A Mariupol 200mila persone in trappola
L’assedio più drammatico si sta consumando a Mariupol, città portuale sul Mar d’Azov, tappa fondamentale nell’avanzata russa che punta a conquistare l’intera fascia costiera fino ad Odessa per impedire all’Ucraina l’accesso al mare. A Mariupol ci sono ancora 200mila persone rintanate negli scantinati, nei sottoscala e ovunque ci sia spazio sottoterra per proteggersi dai bombardamenti. Le uniche sortite all’esterno sono quelle che vengono fatte per cercare cibo, acqua e medicinali. La maggior parte dei supermercati sono già stati saccheggiati e ora la situazione, come raccontato da Medici Senza Frontiere, è disperata.
Ottant'anni fa il massacro di Odessa
Altri civili, sempre a centinaia di migliaia, attendono nel terrore ad Odessa, la “Piccola Italia” sul Mar Nero, città bellissima, carica di storia e del ricordo di drammi indicibili, come quello che visse durante la Seconda guerra mondiale, quando nell’estate del 1941 fu occupata dall'esercito romeno, affiancato da truppe tedesche. Tra il 22 e il 24 ottobre dello stesso anno venne compiuto quello che è passato alla storia come il massacro d’Odessa, durante il quale venne sterminata la gran parte della popolazione ebraica della città Ucraina come rappresaglia per un attentato compiuto contro le forze di occupazione. In totale furono impiccati, uccisi a colpi d’arma da fuoco o bruciati vivi tra i 25mila e i 34mila ebrei. Per fare prima, a migliaia furono rinchiusi in grandi capannoni e da alcuni fori praticati nelle pareti vennero mitragliati senza pietà. Poi, per essere certi che non si salvasse nessuno, i magazzini vennero incendiati.

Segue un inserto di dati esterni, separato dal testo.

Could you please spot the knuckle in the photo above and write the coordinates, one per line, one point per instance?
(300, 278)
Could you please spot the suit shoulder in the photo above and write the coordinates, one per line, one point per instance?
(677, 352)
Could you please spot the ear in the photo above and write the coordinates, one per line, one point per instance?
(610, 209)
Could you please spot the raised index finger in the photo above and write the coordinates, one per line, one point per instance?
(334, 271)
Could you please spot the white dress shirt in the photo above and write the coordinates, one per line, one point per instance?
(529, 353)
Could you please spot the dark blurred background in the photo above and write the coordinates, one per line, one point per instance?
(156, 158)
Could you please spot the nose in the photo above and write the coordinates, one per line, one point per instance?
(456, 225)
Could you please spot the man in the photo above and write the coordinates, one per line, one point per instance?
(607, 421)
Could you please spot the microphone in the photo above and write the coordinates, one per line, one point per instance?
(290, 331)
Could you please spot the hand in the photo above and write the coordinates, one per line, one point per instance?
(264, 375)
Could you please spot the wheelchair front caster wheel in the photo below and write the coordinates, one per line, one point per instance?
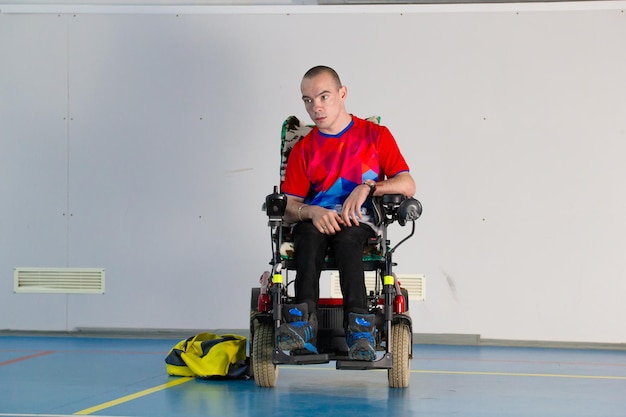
(400, 373)
(263, 368)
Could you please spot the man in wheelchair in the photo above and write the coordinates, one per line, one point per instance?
(331, 175)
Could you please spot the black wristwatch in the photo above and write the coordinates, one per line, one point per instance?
(372, 185)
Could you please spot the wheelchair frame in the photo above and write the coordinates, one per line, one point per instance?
(388, 302)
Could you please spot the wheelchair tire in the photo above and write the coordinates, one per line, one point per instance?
(263, 368)
(400, 373)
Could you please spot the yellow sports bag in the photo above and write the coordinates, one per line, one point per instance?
(208, 355)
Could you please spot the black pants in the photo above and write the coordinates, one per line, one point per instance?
(310, 247)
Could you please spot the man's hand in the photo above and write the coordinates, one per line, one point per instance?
(326, 221)
(351, 212)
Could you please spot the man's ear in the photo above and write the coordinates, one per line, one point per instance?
(343, 92)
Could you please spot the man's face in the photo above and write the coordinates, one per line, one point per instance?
(324, 101)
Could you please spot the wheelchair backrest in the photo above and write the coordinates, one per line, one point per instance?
(293, 130)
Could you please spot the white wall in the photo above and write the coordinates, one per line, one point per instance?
(144, 143)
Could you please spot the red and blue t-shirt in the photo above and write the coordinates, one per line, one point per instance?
(324, 169)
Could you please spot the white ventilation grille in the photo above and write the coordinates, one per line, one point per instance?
(413, 283)
(59, 280)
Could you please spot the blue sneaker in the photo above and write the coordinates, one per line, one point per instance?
(360, 337)
(298, 331)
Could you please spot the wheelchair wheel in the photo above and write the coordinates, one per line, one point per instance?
(263, 368)
(400, 372)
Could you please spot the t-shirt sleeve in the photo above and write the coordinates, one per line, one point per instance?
(391, 160)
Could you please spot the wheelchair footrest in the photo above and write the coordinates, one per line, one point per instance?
(385, 362)
(281, 357)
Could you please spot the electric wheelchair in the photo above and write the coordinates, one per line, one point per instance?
(387, 301)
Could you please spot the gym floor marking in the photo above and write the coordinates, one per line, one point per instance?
(131, 397)
(183, 380)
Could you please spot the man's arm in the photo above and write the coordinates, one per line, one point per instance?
(326, 221)
(400, 184)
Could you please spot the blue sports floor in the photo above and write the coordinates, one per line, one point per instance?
(65, 376)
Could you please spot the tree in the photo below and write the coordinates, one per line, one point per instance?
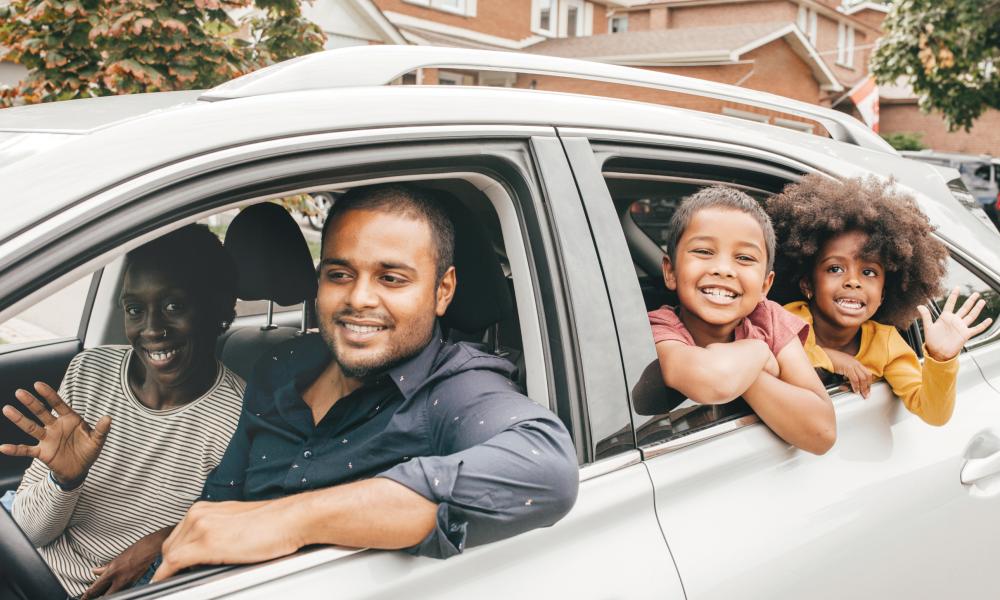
(84, 48)
(948, 51)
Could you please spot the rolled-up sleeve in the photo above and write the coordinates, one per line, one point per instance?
(504, 465)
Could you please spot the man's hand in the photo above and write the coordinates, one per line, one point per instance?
(66, 444)
(945, 337)
(858, 376)
(371, 513)
(220, 533)
(125, 570)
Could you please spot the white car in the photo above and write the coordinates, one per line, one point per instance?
(694, 502)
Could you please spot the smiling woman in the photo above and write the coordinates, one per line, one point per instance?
(134, 430)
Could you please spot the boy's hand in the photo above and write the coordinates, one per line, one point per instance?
(945, 337)
(859, 377)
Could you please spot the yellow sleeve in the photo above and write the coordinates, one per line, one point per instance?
(928, 393)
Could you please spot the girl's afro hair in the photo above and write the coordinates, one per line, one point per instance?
(809, 213)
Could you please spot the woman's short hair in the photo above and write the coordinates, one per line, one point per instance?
(206, 269)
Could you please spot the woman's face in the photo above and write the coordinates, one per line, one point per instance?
(167, 325)
(846, 286)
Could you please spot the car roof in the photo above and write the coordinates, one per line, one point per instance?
(89, 114)
(89, 154)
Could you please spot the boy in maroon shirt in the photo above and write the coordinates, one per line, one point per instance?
(725, 339)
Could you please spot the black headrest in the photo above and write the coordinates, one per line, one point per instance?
(482, 296)
(271, 255)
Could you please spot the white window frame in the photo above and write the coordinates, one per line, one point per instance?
(536, 17)
(465, 8)
(796, 125)
(845, 45)
(451, 78)
(623, 19)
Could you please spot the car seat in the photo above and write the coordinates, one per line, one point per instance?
(274, 264)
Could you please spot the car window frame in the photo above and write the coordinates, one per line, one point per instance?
(590, 148)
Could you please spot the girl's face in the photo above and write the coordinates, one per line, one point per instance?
(846, 287)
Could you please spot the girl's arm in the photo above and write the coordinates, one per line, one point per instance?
(795, 406)
(716, 374)
(929, 392)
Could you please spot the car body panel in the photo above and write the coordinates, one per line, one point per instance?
(112, 154)
(882, 514)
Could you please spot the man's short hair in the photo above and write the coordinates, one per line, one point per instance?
(408, 201)
(723, 197)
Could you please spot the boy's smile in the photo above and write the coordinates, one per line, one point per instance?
(720, 274)
(846, 286)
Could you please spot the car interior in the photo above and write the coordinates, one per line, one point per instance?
(645, 198)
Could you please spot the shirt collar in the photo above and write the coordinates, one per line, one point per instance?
(411, 374)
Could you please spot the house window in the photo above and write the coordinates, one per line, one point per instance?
(742, 114)
(574, 14)
(461, 7)
(447, 78)
(618, 24)
(543, 17)
(796, 125)
(845, 45)
(807, 23)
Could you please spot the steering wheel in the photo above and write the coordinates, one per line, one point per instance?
(22, 570)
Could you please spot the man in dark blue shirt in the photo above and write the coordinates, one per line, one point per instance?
(380, 433)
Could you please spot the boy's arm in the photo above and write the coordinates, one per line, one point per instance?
(715, 374)
(796, 406)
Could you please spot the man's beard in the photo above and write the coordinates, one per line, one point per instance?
(403, 345)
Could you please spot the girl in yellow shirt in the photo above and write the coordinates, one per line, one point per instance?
(864, 262)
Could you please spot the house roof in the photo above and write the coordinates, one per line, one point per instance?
(688, 47)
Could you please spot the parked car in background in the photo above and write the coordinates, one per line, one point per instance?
(565, 197)
(980, 173)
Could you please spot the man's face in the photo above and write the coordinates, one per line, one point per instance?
(378, 291)
(167, 325)
(721, 272)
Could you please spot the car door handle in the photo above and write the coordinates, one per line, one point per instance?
(980, 468)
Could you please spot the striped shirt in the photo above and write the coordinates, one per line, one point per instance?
(149, 472)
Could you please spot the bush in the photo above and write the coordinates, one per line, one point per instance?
(905, 140)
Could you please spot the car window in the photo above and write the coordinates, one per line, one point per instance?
(57, 316)
(968, 283)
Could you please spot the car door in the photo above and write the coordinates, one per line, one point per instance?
(882, 514)
(570, 346)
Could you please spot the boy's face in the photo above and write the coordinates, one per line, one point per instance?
(846, 287)
(721, 273)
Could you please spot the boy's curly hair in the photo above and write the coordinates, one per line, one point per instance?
(809, 213)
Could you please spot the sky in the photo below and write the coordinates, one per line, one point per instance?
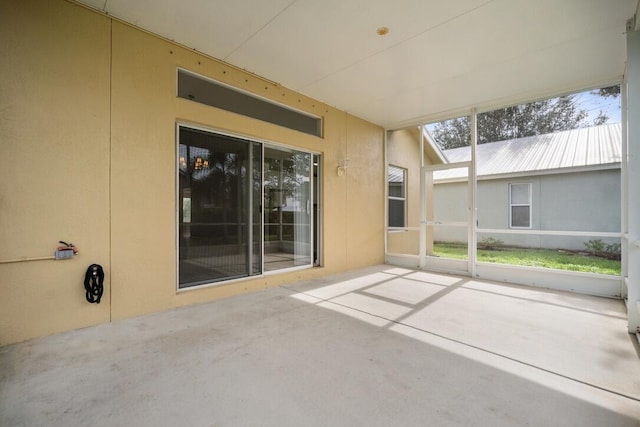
(593, 104)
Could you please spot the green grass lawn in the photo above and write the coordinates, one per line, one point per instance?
(545, 258)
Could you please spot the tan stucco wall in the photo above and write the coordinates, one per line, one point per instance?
(89, 111)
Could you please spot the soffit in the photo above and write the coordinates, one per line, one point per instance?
(439, 57)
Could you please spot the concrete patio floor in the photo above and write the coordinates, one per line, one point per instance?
(382, 346)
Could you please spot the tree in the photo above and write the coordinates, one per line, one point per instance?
(606, 92)
(519, 121)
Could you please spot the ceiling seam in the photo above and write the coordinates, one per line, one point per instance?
(255, 33)
(438, 25)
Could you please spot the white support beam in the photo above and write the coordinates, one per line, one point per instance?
(631, 92)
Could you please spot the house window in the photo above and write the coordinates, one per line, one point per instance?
(397, 181)
(244, 207)
(520, 205)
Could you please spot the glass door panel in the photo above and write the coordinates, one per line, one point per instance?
(216, 174)
(287, 209)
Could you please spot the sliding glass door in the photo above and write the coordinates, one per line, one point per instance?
(288, 205)
(244, 207)
(219, 179)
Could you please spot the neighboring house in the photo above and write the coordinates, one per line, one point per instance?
(565, 181)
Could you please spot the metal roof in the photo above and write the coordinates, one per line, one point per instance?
(566, 151)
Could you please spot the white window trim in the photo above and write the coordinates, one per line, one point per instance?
(405, 174)
(529, 205)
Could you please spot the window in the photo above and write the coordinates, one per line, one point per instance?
(397, 181)
(520, 205)
(244, 208)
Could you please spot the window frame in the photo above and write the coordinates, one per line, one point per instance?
(528, 205)
(402, 198)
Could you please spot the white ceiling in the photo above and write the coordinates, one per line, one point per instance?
(440, 57)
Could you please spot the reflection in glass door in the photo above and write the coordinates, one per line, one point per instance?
(243, 208)
(219, 177)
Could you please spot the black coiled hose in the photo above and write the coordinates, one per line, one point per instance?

Altre decine di migliaia di ebrei vennero deportati, molti altri furono semplicemente lasciati morire di freddo, soprattutto donne e bambini.
Quando nell'aprile del 1944 arrivarono le truppe sovietiche di liberazione, restavano a Odessa solamente 703 ebrei vivi.
Appena 80 anni dopo, i russi tornano da invasori, non da liberatori. Le navi da guerra sono già schierate al largo e il bombardamento molto probabilmente arriverà dal mare. Per confermare che la storia – purtroppo - non insegna mai nulla.